Treating Prostate Cancer

Treatment for prostate cancer will depend on a variety of factors, and some low-risk prostate cancers may only need to be monitored with an approach called active surveillance, or close monitoring with imaging and tests.

According to the AUA, some factors that may determine treatment options include:

  • Stage and grade of the cancer (Gleason score and TNM stage)
  • Risk category (whether the cancer is low-, intermediate- or high-risk)
  • Age and health
  • Preferences about side effects and long-term effects of treatment
  • Treatment goals
  • Results from other diagnostic tests

Some common treatment options for prostate cancer include radiation treatment, hormonal therapy, or surgery. Other emerging treatment options include immunotherapy, which harvests the body’s natural immune system to fight the cancer, and focal therapy, which targets smaller tumors using high-intensity focused ultrasound and other techniques.

Read more on treatment options for prostate cancer, including the surgical management of prostate cancer, from the AUA.

"Just because you’re diagnosed with prostate cancer and are referred to a surgeon, that doesn’t mean you’re going to need surgery right away. If you have what we call a low-risk prostate cancer then we would typically do active surveillance, which involves repeat biopsies and additional monitoring with an MRI and PSA testing."

Chad Ritch, MD, MBA, FACS

Urological Oncologist, University of Miami Health System

Questions to Ask Your Doctor About Prostate Cancer Treatment

Treatment for prostate cancer has advanced considerably in the past decade, but it can still come with many undesirable side effects that may reduce your quality of life. Having open and honest conversations with your care team about side effects may help you prepare for treatment as well as consider therapies to reduce side effects. Ultimately, decisions should be based on your goals and conversations with your care team. Some questions to consider asking your care team include:

  • “What treatment is right for me?”
    • Your quality of life is equally important as treating your cancer.
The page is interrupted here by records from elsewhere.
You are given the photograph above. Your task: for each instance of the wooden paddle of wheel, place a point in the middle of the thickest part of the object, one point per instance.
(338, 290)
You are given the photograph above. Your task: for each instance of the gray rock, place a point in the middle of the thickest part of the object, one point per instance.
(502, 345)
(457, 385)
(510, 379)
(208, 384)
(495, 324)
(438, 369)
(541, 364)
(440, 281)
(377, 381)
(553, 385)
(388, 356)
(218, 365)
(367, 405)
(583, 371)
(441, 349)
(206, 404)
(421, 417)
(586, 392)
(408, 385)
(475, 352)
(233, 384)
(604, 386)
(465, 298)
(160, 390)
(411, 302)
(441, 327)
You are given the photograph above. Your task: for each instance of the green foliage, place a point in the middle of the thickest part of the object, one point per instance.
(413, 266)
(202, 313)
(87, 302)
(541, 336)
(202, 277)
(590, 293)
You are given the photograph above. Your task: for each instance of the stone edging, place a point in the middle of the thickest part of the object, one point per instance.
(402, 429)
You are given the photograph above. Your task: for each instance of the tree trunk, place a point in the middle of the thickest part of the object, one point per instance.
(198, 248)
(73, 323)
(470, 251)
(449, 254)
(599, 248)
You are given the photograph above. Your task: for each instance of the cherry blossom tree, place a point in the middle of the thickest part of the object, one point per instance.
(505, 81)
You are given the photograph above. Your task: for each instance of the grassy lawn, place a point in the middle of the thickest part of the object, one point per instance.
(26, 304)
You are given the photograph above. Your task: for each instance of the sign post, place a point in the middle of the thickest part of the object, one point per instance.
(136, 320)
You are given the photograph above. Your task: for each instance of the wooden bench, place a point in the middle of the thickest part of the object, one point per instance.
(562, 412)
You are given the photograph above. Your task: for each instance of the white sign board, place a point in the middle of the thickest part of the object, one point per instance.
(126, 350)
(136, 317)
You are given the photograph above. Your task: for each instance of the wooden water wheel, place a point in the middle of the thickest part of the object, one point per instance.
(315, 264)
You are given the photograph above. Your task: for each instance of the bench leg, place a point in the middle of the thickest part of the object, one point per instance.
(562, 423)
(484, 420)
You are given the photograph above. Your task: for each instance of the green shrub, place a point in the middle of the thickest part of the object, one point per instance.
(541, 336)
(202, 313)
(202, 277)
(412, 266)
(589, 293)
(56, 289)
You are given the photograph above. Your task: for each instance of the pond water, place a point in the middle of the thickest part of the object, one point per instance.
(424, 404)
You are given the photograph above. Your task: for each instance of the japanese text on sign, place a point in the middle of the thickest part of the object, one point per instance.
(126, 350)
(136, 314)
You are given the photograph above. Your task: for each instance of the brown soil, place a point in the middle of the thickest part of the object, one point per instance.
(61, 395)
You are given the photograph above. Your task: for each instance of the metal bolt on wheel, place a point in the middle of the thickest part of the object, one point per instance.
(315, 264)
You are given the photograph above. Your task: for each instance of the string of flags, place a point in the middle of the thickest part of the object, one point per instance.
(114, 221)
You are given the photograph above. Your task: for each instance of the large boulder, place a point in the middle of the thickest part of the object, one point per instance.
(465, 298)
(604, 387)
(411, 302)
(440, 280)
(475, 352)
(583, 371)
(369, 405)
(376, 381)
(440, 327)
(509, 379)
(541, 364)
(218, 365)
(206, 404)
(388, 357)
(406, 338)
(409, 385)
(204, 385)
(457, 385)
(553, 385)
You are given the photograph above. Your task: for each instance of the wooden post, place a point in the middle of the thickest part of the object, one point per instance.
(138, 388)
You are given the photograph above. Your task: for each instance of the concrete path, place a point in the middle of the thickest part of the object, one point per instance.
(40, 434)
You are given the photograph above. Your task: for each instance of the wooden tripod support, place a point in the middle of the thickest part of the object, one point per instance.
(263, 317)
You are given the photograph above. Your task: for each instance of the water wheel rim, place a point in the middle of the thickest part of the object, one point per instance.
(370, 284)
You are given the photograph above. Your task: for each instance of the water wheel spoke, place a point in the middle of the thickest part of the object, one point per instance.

Some types of prostate cancer may not even need to be treated, but others may require various forms of treatment. Treatments can and should be tailored to your specific type of cancer and your goals.
  • “How will surgery or treatment affect my quality of life?”
    • Treatment for prostate cancer can impact your quality of life, including sexual and urinary function, as well as your balance and cognition. Your doctor can advise on what you can expect during and after treatment. Your doctor may be able to prescribe medication or other treatment options, including physical therapy, to help reduce side effects of treatment and maintain your quality of life.
  • “I’m really struggling with erectile dysfunction (ED)/dizziness/lethargy, and it’s starting to impact my daily life. Yesterday, I didn’t have the strength to stand up and go to the bathroom by myself. What do you recommend?”
    • Your symptoms may change depending on the type of treatment you are receiving for your cancer. When talking about symptoms with your doctors, try to be as specific as possible and relate them back to your daily function, such as, “I’m having trouble getting out of bed,” or “I fell three times yesterday.” If talking about a specific symptom, such as erectile dysfunction, is uncomfortable for you, try writing your question on a piece of paper or asking a friend or family member to come with you for support.

"The first step always starts with bringing any questions or concerns into awareness. If you don't say something about it or the provider doesn't ask, your issues or concerns may not become known. It starts with having a conversation."